Bionic technology is changing people's lives, it is about removing physical barriers faced by disabled people while raising profound questions of what it is to be a human.
There is a recurring theme in engineering of trying to match or copy nature. It's hardly surprising, the world and its biological systems have had millions of years to evolve solutions to various problems posed by the environment. One of the biggest challenges comes in healthcare, where engineers literally have to match nature. Engineering some device that will have to fulfil the same function as a natural part of the body or coordinate with natural processes is about as difficult as it gets. And replacing missing or lost limbs provides some of the most striking examples of the progress we have made.
It is known as the 'application of biological methods and systems found in nature' to the study and design of engineering systems in modern technology – and bionics are changing lives across the world. By removing the physical barriers faced by disabled people, these technological advances are making us the first species to influence its own evolution.
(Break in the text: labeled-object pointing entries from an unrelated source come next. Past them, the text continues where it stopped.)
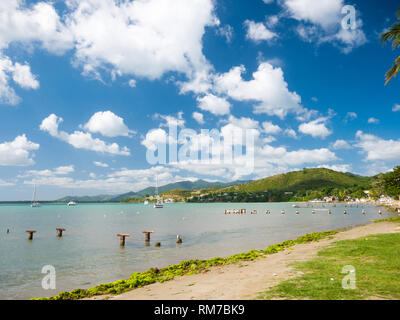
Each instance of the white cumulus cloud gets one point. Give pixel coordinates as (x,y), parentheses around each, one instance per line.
(268,87)
(257,31)
(216,105)
(316,128)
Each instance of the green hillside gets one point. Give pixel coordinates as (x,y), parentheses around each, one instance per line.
(307,179)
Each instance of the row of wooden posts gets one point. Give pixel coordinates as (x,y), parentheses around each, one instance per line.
(243,211)
(122,237)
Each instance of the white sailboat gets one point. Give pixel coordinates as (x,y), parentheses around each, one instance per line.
(34,203)
(159,202)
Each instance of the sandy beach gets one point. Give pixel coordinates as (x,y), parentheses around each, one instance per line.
(246,280)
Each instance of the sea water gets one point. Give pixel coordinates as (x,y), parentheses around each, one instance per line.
(89,252)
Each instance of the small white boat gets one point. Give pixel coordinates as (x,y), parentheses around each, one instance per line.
(34,203)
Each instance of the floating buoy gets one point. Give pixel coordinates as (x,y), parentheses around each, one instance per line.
(31,232)
(59,232)
(122,239)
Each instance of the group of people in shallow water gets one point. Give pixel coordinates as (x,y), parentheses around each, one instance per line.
(236,211)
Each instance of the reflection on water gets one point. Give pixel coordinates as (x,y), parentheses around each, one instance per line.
(89,251)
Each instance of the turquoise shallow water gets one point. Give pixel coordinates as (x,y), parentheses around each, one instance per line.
(89,252)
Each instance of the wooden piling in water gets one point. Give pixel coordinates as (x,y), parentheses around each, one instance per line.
(31,232)
(59,232)
(147,235)
(122,239)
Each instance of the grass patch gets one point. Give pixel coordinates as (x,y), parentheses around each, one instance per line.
(184,268)
(376,260)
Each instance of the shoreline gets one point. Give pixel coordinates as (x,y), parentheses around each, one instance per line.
(152,284)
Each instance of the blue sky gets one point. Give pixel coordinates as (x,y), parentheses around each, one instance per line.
(86,87)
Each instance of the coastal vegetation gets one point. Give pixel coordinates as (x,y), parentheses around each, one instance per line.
(154,275)
(304,185)
(376,261)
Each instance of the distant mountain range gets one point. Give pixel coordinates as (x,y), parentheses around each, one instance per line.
(183,185)
(306,179)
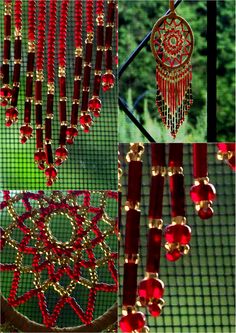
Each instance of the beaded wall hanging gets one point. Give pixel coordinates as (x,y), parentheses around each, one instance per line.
(47,28)
(172,47)
(73,272)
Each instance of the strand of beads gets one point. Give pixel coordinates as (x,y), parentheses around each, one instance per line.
(177,234)
(95,103)
(6,92)
(61,152)
(12,111)
(108,79)
(132,320)
(151,288)
(202,192)
(40,156)
(72,130)
(26,130)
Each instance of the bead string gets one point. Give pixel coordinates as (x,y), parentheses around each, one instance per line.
(72,130)
(26,130)
(202,192)
(130,316)
(12,112)
(177,234)
(6,92)
(108,79)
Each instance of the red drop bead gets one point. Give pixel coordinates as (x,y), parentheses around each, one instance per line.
(108,81)
(202,192)
(132,322)
(178,233)
(154,309)
(173,255)
(205,213)
(151,288)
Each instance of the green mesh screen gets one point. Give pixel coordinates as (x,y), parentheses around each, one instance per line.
(199,288)
(61,230)
(92,158)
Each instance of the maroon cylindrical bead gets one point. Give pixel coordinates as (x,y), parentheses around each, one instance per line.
(96,86)
(30,62)
(78,66)
(50,99)
(16,73)
(134,183)
(200,168)
(98,63)
(7,49)
(130,284)
(62,86)
(156,197)
(38,112)
(154,250)
(39,138)
(177,195)
(109,59)
(17,49)
(62,110)
(7,25)
(29,86)
(74,114)
(38,90)
(175,154)
(108,38)
(88,52)
(86,81)
(100,34)
(48,152)
(62,139)
(132,231)
(48,129)
(158,154)
(27,112)
(85,97)
(77,85)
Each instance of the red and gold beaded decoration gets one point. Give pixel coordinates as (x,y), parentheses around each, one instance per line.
(177,234)
(72,130)
(76,258)
(151,288)
(172,46)
(95,103)
(132,320)
(226,153)
(6,92)
(202,192)
(108,79)
(85,117)
(26,130)
(12,111)
(40,156)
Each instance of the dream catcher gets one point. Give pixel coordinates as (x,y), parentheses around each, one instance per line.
(148,292)
(47,29)
(172,46)
(61,270)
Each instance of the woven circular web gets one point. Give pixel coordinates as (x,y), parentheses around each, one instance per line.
(58,246)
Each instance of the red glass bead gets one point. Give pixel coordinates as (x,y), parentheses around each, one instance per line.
(151,288)
(173,255)
(132,322)
(108,81)
(154,309)
(205,213)
(202,192)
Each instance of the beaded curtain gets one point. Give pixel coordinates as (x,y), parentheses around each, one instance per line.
(199,287)
(92,158)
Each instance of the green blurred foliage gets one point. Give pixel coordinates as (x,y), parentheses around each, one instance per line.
(138,87)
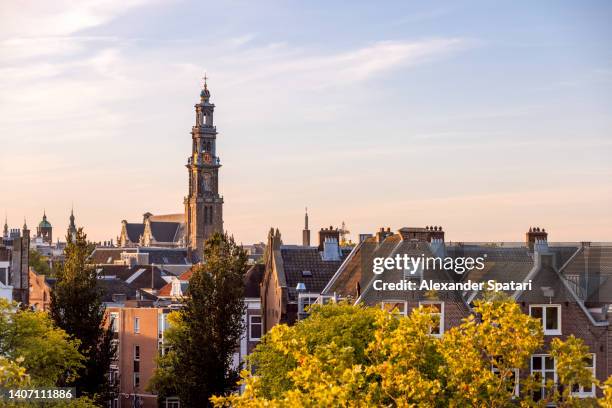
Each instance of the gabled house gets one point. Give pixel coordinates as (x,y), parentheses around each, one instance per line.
(567,286)
(295,275)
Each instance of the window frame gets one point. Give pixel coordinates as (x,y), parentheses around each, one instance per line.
(251,338)
(581,393)
(548,332)
(114,322)
(395,302)
(517,380)
(441,324)
(542,371)
(171,401)
(313,297)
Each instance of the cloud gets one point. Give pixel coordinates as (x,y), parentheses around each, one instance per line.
(32,18)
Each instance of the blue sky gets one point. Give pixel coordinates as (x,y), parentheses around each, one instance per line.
(483,117)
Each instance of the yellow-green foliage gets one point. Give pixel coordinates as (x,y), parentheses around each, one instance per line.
(356,356)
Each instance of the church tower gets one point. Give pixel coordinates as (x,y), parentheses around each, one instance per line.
(203,204)
(72,226)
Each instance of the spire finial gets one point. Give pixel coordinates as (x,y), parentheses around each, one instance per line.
(205,93)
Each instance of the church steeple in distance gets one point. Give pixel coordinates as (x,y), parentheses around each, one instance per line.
(203,204)
(72,225)
(306,231)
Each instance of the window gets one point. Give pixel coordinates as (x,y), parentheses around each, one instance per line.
(254,327)
(323,300)
(173,402)
(550,315)
(588,391)
(4,276)
(136,359)
(114,322)
(512,378)
(412,273)
(305,300)
(395,305)
(113,375)
(437,311)
(543,368)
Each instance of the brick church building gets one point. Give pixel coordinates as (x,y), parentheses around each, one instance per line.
(203,215)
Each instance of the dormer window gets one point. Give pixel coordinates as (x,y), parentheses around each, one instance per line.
(395,306)
(436,309)
(550,315)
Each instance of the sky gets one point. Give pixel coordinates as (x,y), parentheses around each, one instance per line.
(483,117)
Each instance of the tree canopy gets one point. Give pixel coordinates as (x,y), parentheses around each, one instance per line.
(357,356)
(204,333)
(77,308)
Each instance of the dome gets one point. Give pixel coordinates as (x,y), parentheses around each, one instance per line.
(44,223)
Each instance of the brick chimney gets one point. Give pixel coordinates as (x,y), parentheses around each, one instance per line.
(382,234)
(535,234)
(328,233)
(427,234)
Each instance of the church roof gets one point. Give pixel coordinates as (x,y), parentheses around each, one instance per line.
(134,231)
(165,231)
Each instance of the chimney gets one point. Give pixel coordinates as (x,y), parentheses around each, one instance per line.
(325,233)
(535,235)
(363,237)
(274,239)
(382,234)
(331,249)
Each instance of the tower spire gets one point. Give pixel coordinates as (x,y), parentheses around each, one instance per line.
(306,231)
(71,225)
(205,93)
(203,204)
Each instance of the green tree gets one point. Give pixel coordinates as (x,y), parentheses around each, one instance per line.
(39,263)
(35,353)
(397,362)
(205,332)
(47,353)
(77,308)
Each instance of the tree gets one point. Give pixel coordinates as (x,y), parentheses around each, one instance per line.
(47,353)
(76,307)
(39,262)
(35,353)
(397,362)
(204,334)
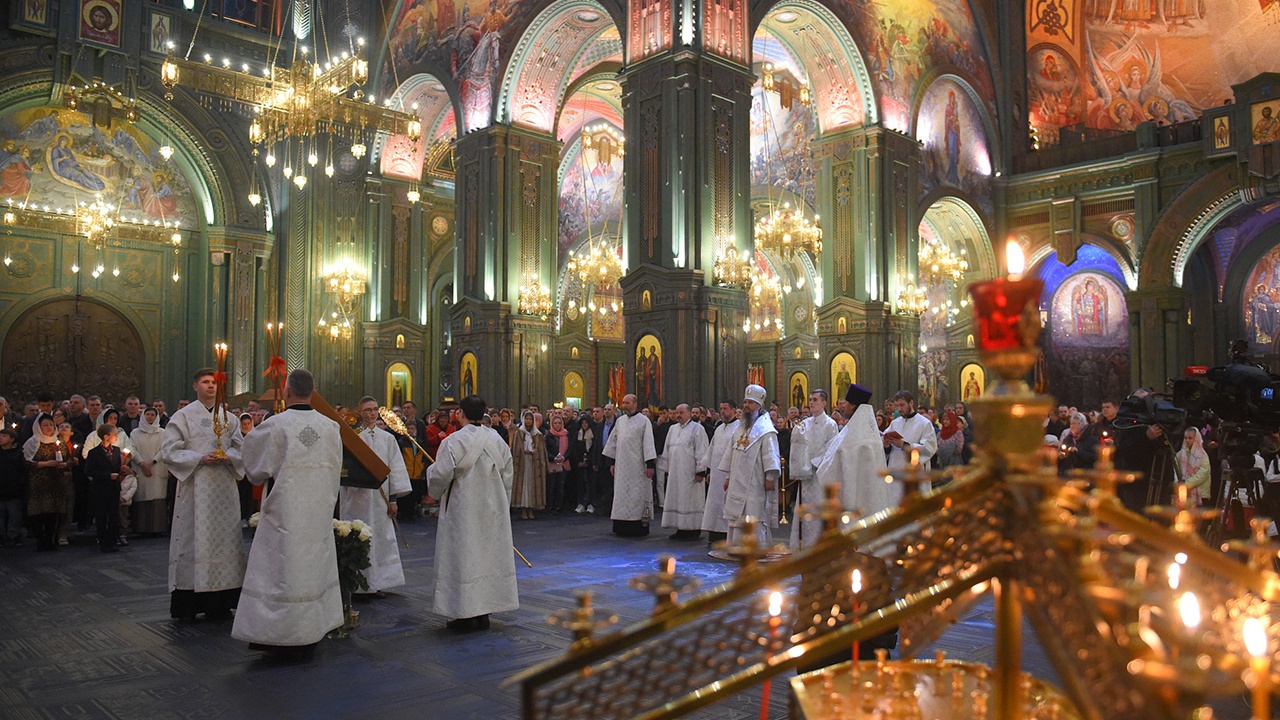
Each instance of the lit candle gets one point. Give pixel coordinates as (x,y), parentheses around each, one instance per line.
(856,607)
(775,611)
(1260,661)
(999,305)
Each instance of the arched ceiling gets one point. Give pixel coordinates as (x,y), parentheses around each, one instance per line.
(565,41)
(810,41)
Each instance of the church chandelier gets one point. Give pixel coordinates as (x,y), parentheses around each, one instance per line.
(784,229)
(346,283)
(300,109)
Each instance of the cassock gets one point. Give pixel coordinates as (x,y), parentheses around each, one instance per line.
(713,515)
(630,445)
(475,565)
(206,547)
(752,454)
(291,591)
(364,504)
(809,441)
(917,432)
(854,461)
(686,497)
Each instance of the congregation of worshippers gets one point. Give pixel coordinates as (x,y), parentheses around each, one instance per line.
(87,472)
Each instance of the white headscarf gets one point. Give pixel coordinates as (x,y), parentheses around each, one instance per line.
(39,437)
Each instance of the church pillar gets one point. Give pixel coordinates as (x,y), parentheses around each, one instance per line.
(1159,335)
(506,229)
(869,254)
(688,185)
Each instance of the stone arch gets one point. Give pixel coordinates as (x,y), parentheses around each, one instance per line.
(531,92)
(1185,223)
(832,98)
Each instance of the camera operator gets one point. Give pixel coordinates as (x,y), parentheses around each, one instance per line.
(1142,447)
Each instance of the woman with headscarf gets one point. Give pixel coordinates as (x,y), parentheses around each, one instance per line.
(150,515)
(48,479)
(950,441)
(1194,465)
(557,464)
(1079,446)
(529,458)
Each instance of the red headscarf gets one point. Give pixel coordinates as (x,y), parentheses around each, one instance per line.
(950,424)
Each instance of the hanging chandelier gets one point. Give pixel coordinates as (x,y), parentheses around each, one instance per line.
(298,105)
(535,297)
The most advanced prostheses available today do have some degree of mental control, but no sensory feedback. Control is achieved thanks to a phenomenon called myoelectricity. The remaining muscles of the stump still respond when the user "moves" the missing limb, resulting in electrical signals on the skin that can be detected by sensors installed into the socket. Although these signals may not correspond exactly to the movements the missing limb would have made, the user can learn how to make the prosthetic move in the desired fashion.
Published by The Guardian, Beyond Bionics: how the future of prosthetics is defining humanity takes a look at the development of bionics. From DIY prosthetics realised through 3D printing technology to customised AI-driven limbs, the video raises profound questions on what it is to be human.